In 2019, 1.3 million visitors paid a visit to the Anne Frank House, about 80,000 more than in 2018 and 40,000 more than in 2017 when the museum was renovated. According to a museum spokesperson, the number of visitors in 2020 was limited to 396,779, due to the COVID pandemic.
Asked whether the Diary of Anne Frank with its universal message of “courage” and “hope” in the face of danger still resonates today, Sara Sewell, Professor of History at Virginia Wesleyan University, thinks that the “diary had a tremendous impact on Holocaust Studies across the globe, particularly a generation or two ago. As the history of the Holocaust entered the US classroom, it was largely through Anne Frank, as she made this history accessible to millions of students who were also teenagers.”
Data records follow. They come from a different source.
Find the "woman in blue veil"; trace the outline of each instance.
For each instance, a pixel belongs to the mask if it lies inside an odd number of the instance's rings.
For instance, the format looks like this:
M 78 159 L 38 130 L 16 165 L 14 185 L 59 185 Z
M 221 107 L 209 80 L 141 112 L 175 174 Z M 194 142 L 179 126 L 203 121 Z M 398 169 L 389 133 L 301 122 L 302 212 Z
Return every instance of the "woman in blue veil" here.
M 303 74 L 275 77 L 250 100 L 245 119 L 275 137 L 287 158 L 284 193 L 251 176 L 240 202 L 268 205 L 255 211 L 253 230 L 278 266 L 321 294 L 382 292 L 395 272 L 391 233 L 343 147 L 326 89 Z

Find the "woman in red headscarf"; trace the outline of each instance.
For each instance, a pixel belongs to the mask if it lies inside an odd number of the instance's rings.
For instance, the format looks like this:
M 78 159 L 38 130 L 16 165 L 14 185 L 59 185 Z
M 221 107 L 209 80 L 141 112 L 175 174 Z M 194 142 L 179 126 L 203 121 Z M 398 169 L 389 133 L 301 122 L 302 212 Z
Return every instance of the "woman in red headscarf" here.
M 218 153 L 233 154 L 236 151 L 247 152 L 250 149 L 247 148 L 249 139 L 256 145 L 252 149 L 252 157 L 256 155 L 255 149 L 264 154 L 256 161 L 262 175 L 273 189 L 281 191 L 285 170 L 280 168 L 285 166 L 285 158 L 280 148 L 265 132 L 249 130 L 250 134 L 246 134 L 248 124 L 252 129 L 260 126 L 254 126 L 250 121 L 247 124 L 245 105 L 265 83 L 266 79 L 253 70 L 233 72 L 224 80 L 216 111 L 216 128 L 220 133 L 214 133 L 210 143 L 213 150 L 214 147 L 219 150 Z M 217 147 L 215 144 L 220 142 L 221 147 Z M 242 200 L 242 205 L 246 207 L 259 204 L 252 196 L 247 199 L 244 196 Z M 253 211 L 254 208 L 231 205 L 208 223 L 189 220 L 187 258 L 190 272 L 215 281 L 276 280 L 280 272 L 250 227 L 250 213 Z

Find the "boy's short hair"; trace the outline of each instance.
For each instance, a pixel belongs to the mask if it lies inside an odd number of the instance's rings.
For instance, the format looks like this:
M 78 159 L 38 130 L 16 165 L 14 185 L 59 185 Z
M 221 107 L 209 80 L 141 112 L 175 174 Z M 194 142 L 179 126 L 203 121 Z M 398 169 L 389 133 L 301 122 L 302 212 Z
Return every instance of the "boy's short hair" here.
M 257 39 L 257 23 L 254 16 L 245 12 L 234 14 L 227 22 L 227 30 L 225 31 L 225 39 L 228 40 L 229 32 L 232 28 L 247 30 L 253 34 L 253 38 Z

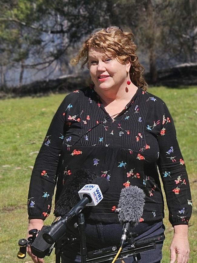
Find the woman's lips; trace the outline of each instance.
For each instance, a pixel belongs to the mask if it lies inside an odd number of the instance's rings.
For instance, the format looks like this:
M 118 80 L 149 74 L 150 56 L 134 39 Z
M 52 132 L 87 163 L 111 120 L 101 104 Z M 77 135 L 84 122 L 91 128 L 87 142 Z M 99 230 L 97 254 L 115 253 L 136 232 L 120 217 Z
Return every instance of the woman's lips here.
M 100 76 L 98 78 L 98 79 L 99 81 L 104 81 L 109 76 Z

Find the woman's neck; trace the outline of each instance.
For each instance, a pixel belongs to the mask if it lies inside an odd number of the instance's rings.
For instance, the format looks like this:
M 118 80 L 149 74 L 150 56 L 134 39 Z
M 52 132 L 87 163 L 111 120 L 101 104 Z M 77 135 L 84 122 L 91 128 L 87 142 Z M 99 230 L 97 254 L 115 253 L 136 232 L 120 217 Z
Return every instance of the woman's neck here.
M 112 103 L 116 103 L 120 101 L 122 102 L 130 101 L 137 89 L 138 87 L 132 82 L 129 86 L 125 87 L 124 89 L 119 89 L 117 91 L 113 91 L 113 92 L 112 92 L 110 90 L 103 91 L 98 89 L 97 90 L 96 87 L 95 88 L 95 91 L 99 95 L 104 107 Z

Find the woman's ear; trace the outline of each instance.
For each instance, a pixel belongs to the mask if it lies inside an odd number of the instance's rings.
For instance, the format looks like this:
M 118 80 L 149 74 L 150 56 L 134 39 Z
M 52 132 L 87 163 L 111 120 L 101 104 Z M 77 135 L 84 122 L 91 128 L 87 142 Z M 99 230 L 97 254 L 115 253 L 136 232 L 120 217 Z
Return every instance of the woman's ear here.
M 126 60 L 125 62 L 125 65 L 126 66 L 126 70 L 127 73 L 129 73 L 131 67 L 131 62 L 128 59 Z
As much as she praises Anne Frank’s diary for having such a profound impact on understanding the Holocaust, Sewell does point out a critical weakness of the Diary. The problem of “learning about the Holocaust through this text,” Sewell cautions, “is that it ends just as she began the most horrific phase of her persecution.” “In other words,” Sewell explained, “what people most need to know about the Holocaust (death camps and survival, death in camps) is not discussed, and therefore, readers have a skewed view of the Holocaust.”
It is rare, indeed, when a book review propels a book to such towering heights, but there’s no mistaking that Meyer Levin’s New York Times book review, written almost 70 years ago, helped immeasurably in making Anne Frank a household name, both here in the United States and around the globe.